Do you have a car in Michigan, but no title? You might be able to get a title in your name by getting a bonded title.
Short on time? Check out our Bonded Title FAQ page.
What is a Michigan Bonded Title?
A Michigan Bonded Title (also known as a Michigan Certificate of Title Surety, Michigan Lost Title Bond, or Michigan Defective Title Bond) is a document that proves you own your vehicle.
A bonded title is just like a regular title, except the DMV keeps the bond associated with the title on record. A bonded title is simply a title with a surety bond attached to it.

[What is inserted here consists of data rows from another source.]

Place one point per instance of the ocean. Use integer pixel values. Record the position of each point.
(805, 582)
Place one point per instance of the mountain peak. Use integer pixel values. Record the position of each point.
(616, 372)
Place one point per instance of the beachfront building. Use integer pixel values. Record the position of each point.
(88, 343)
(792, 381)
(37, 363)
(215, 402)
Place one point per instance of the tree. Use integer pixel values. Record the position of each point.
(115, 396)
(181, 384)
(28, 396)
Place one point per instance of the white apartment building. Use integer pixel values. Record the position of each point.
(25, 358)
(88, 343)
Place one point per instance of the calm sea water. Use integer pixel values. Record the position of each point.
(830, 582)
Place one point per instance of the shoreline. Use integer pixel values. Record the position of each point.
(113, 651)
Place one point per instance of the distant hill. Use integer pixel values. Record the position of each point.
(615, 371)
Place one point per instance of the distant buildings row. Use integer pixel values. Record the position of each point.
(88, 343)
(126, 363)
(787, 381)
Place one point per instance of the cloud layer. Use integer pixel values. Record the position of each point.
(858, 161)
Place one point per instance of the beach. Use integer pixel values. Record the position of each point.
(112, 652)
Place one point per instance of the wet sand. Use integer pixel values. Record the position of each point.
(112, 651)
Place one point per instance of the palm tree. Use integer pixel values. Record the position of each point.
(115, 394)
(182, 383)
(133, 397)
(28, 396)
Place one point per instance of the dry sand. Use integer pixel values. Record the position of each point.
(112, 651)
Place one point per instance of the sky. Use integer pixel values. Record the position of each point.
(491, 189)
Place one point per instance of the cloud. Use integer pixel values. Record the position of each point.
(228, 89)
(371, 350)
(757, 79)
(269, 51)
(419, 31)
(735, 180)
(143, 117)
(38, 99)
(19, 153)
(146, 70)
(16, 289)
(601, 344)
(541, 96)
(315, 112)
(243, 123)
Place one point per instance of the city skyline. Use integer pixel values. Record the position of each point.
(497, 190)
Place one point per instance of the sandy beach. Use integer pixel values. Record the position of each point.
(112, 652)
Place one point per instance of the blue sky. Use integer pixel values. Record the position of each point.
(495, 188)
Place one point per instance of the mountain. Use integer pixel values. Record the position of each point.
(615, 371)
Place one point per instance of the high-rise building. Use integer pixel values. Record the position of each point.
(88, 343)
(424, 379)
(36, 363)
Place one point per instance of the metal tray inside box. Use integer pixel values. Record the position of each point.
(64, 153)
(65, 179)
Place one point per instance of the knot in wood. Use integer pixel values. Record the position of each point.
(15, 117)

Why You Need To Purchase a Surety Bond
The purpose of a Michigan Bonded Title is to protect any previous owners of the vehicle and the state of Michigan.
You can learn more about how the surety bond works and what it means to be bonded at the end of the article.
When You Might Need a Michigan Bonded Title
You might need a bonded title in any of the following situations, though this not a complete list:
- You bought a vehicle and didn’t receive a title
- You bought a vehicle and only received a bill of sale
- You bought a vehicle and received an improperly assigned title
- You bought a vehicle, received, and lost the title before transferring it into your name*
*If you had the title in your name at one point in time, you can get a duplicate certificate of title by completing a duplicate or replacement title application and paying a $15 replacement title fee.
Note: If your vehicle is over 10 years old and has a value of $2,500 or less, you do not need to get an MI Bonded Title. In this instance, you can complete a Michigan Vehicle Ownership Certification.
Not sure if you need a Michigan Bonded Title? Check out this awesome infographic.
How to get a Michigan Bonded Title
Step #1: Contact DMV to make sure you are eligible
Your local DMV is the only entity that can tell you if you are eligible for a bonded title or not.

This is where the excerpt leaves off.